Tradotto. Siamo una goccia.
Il nostro mondo emerso vale un terzo della superficie dell’organismo sul quale andiamo a spasso nell’Universo.

Deve aver pensato questo, o chissà che altro Siri Ranva Hjelm Jacobsen, scrittrice danese, nel suo Lettere tra due mari (Iperborea,€14, trad. it. Maria Valeria D’Avino, illustrazioni Dorte Naomi), che nell’esergo cita il poeta William Carlos Williams, da noi misconosciuto poeta cantore dell’America primeva, sulla cui figura il cantante-regista Jim Jarmusch ha diretto il film Paterson.
Lettere tra due mari è, come recita in modo apparentemente pleonastico persino il titolo, uno scambio epistolare – appunto – tra due mari, Atlantica e Mediterranea. Eppure v’è di più, è forse una forma ibridata di saggio e poesia, copione letterario e aspirazione al canto epico, Omero nel Baltico.
Due oceani sorelle: l’anziana “centottantenne” A e la giovane “cinquemilionenne” M.
E subito la domanda di Jacobsen arriva, allora, eterodiretta, subacquea: quanto vale un giorno per il mare, le onde e la schiuma che da secoli scaricano sulla rena i sogni e i rimasugli delle civiltà?

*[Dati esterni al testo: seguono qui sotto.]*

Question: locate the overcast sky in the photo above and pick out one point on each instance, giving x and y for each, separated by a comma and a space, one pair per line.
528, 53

Quanto una notte per una manta, o il peso di un uomo per uno squalo, una balena bianca, una goccia di mare?
Le lettere che si scambiano i titani sono epistole semplici, piene di piccoli e grandi pesci, schiocco e baccelli, piccoli crostacei e richiami a cosa stia facendo la sorella Artica con tutti quegli scioglimenti, di cui non si parla e che pure tutti noi sappiamo esistano.
Eppure v’è una leggerezza nel testo, merito anche dei disegni di D.Naomi che corrono lungo tutto il testo, che in certo modo tengono lontana la narrazione dal gravame post-apocalittico di una realtà ben più compromessa: se sappiamo che esiste il Pacific Trash Vortex – la grande chiazza di immondizia – al centro del Pacifico (sorella che non c’è in queste idro-lettere nel libriccino di Jacobsen, 64 pagine) altrettanto avvertiamo dalle sorella l’empatia per le creature del mare così soggiogate dalla sciatteria degli uomini, il loro pescare, la loro sozza intrusione, la loro scarsa inclinazione alla ricerca di un equilibrio con gli altri regni.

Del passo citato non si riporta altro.